Study Affirms Benchmark Use

Medical homes and accountable care organizations have a much greater chance of succeeding if physician pay is tied to performance, according to what is described as the first large-scale study of commercially insured patients to look into the matter.

“Although there is a good deal of evidence about variability in costs under Medicare, little has been published about the variability of costs for care that is financed by private insurance,” says a study in the September issue of Health Affairs, “Wide Variation in Episode Costs Within a Commercially Insured Population Highlights Potential to Improve the Efficiency of Care.”

That’s not all that it highlights. Doctors who meet quality and efficiency benchmarks provide care at costs that are 14 percent lower than costs for other doctors in the assessment program.

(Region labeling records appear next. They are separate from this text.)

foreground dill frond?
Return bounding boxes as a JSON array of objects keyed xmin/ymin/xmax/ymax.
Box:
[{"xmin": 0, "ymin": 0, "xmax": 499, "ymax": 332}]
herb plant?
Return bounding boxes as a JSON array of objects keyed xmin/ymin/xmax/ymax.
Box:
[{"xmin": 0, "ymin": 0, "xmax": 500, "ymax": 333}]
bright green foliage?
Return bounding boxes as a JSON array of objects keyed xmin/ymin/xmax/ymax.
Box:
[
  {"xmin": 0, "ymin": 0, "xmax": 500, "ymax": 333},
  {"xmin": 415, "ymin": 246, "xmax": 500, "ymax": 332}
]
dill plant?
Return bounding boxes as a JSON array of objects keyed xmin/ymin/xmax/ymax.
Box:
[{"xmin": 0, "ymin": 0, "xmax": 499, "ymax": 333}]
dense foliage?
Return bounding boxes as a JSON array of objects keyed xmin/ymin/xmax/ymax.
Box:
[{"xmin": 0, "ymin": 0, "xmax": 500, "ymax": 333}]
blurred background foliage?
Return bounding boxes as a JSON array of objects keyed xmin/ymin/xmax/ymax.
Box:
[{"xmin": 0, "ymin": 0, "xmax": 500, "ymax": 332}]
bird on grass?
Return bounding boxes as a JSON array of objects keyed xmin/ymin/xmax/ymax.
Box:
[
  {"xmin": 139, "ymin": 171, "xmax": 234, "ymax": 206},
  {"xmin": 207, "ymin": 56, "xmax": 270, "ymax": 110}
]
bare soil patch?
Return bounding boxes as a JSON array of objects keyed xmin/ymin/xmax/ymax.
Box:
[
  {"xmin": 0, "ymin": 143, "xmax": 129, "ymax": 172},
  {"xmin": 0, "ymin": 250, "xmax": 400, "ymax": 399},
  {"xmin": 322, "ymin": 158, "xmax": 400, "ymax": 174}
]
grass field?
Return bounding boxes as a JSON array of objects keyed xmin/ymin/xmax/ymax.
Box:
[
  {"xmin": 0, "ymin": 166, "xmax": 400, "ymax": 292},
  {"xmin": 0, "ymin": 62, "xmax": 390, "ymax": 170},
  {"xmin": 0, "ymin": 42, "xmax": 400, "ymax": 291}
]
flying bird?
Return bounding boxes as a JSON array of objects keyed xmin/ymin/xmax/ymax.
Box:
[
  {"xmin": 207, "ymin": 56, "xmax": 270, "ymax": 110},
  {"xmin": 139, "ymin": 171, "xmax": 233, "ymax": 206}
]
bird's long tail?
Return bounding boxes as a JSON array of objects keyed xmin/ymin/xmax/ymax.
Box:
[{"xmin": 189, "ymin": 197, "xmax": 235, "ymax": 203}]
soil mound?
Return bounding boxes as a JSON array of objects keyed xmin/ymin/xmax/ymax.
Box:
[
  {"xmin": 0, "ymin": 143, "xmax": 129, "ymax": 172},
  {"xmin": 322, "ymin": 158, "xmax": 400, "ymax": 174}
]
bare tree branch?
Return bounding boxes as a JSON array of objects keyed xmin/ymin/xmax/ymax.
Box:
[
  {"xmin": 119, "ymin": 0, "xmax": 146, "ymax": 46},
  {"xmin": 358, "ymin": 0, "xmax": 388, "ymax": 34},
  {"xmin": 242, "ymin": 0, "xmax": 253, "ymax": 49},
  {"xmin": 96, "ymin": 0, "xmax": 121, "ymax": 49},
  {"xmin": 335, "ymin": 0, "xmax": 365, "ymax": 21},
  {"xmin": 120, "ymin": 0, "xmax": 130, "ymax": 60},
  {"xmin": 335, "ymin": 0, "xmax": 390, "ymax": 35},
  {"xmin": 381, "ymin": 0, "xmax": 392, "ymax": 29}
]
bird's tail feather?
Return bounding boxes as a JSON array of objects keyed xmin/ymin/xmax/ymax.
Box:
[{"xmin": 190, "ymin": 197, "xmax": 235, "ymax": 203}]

The study ( looks at 250,000 doctors who contract with UnitedHealthcare. It covers 21 different disciplines — including primary care, cardiology, and orthopedics — that account for more than 60 percent of the insurer’s employer-sponsored business. The analysis, for the most part, reflects care delivered in 2007 and 2008.

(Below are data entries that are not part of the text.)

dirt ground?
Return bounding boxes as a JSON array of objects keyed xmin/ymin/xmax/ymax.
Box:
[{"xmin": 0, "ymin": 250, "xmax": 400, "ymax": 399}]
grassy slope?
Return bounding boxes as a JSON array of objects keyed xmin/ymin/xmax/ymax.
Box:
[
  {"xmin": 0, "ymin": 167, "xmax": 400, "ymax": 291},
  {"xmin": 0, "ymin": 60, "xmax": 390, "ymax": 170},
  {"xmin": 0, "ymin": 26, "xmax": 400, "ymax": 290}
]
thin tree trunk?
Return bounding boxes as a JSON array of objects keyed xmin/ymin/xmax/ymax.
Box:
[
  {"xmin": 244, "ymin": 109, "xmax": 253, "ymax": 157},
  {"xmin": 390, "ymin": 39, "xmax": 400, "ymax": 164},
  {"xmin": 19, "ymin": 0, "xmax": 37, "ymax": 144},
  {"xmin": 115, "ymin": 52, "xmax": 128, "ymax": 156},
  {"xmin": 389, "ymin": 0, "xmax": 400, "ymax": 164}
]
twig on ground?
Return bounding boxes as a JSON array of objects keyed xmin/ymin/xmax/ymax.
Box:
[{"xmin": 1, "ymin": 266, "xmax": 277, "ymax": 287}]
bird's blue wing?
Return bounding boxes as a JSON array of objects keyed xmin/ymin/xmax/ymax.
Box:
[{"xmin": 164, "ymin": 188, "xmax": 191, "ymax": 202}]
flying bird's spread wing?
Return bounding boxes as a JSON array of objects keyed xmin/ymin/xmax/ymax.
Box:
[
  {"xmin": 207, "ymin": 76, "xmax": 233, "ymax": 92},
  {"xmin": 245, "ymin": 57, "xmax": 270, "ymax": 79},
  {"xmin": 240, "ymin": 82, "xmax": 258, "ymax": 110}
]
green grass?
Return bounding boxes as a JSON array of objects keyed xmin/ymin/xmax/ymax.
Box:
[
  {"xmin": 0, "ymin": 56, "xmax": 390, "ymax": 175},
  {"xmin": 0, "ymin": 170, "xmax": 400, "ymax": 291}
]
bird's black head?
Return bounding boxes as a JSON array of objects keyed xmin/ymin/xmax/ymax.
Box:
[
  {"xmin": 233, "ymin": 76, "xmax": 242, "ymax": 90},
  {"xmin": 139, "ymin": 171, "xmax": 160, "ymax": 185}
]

“For that period, 43 percent of the evaluated physicians received both the quality and cost-efficiency designations, and 14 percent received the quality designation only.” There were other categories as well, but the main point is that the doctors given quality and cost-efficiency benchmarks saved the plan money.

“Those distinctions in performance translate into meaningful differences in the care that patients receive. For example, cardiologists implanting arterial stents who have a quality designation had 55 percent fewer redo procedures — that is, stent replacements — and a 55 percent lower complication rate for those procedures than other cardiologists.”

The authors say the findings could influence “a wide range of payment reform initiatives, including primary care medical homes seeking to coordinate their patients’ care more effectively and receive bonuses tied to their quality and efficiency; accountable care organizations that take an additional responsibility for the quality and total costs of care and for population health; and, obviously, episode-based payment approaches.”